On this day I listened to Joan blogtalkradio show again. I signed up for Gina’s Mental Mastery mini course. It’s a seven day course to learn how to set goals and achieve them (in a nutshell).
So I started writing down what I would like my life to look like. I noticed that I wrote down a lot of feeling goals. Of course I desire to live a debt free prosperous life. According to Gina I don’t have to worry about how my goals will be reached, the Universe takes care of that.
I feel like I’m really close to the next level. And after listening to the answers Joan and Gina gave to my questions I realize that what has been holding me back all this time is me or better said the identity factor.
I am so used to being at this level that it’s not easy to move out of that. I guess all I can do is do something every day to change just a little.
I listened to the BSFF treatment for month 3 again and I listened to an audio I bought some time ago by Joan about aloneness.
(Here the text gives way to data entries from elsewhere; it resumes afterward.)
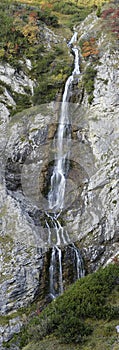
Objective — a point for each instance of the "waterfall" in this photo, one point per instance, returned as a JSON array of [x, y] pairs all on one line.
[[57, 236]]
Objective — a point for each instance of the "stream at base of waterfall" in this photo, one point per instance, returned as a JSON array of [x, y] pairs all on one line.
[[56, 194]]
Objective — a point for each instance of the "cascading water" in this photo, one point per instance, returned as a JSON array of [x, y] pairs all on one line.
[[57, 236]]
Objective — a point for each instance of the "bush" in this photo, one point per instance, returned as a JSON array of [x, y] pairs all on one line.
[[70, 315], [88, 82]]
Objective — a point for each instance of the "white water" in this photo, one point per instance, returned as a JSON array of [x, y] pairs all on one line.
[[58, 182], [57, 237]]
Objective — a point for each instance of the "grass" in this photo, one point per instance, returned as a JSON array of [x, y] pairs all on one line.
[[84, 317]]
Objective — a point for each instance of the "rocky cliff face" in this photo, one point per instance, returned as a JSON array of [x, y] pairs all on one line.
[[25, 144]]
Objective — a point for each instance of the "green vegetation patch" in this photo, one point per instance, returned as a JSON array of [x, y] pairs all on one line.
[[88, 81], [73, 317]]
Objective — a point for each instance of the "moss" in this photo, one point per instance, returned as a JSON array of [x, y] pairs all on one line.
[[88, 81], [87, 307]]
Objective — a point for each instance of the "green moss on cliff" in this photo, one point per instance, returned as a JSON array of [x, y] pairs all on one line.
[[86, 313]]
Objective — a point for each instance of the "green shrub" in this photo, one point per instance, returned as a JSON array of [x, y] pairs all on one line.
[[88, 82], [70, 315]]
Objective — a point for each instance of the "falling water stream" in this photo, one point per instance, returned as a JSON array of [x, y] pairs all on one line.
[[58, 238]]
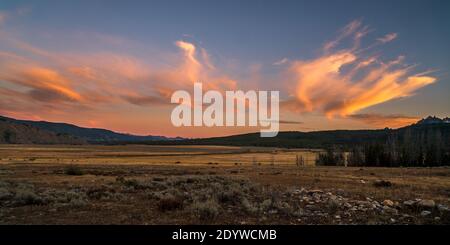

I am definitely expressing aloneness through my money.
I have connected to some other people on Facebook and I do have some female friends here in Kuwait, but I don’t feel like I can be me with them. Although there’s one who seems interested in the things I am interested in, but we don’t get to talk much. She offered to start a book club, but I don’t know how serious she is about that. I guess I’ll have to find out.
When it comes to aloneness I can say that I wish I knew why I prefer being alone. Joan spoke about being afraid of being left alone, and sometimes I can see that in myself, but there’s times when I don’t.
I like being by myself. Ever since I was a little girl I’d be in my room studying, reading books and felt fine. Although I did want to play with others, I always felt left out.
It doesn’t really matter where this wanting to be alone comes from I want to get rid of it. I’d like to be able to make friends and meet people I can really relate to. Who’ll support me and make me feel loved and appreciated.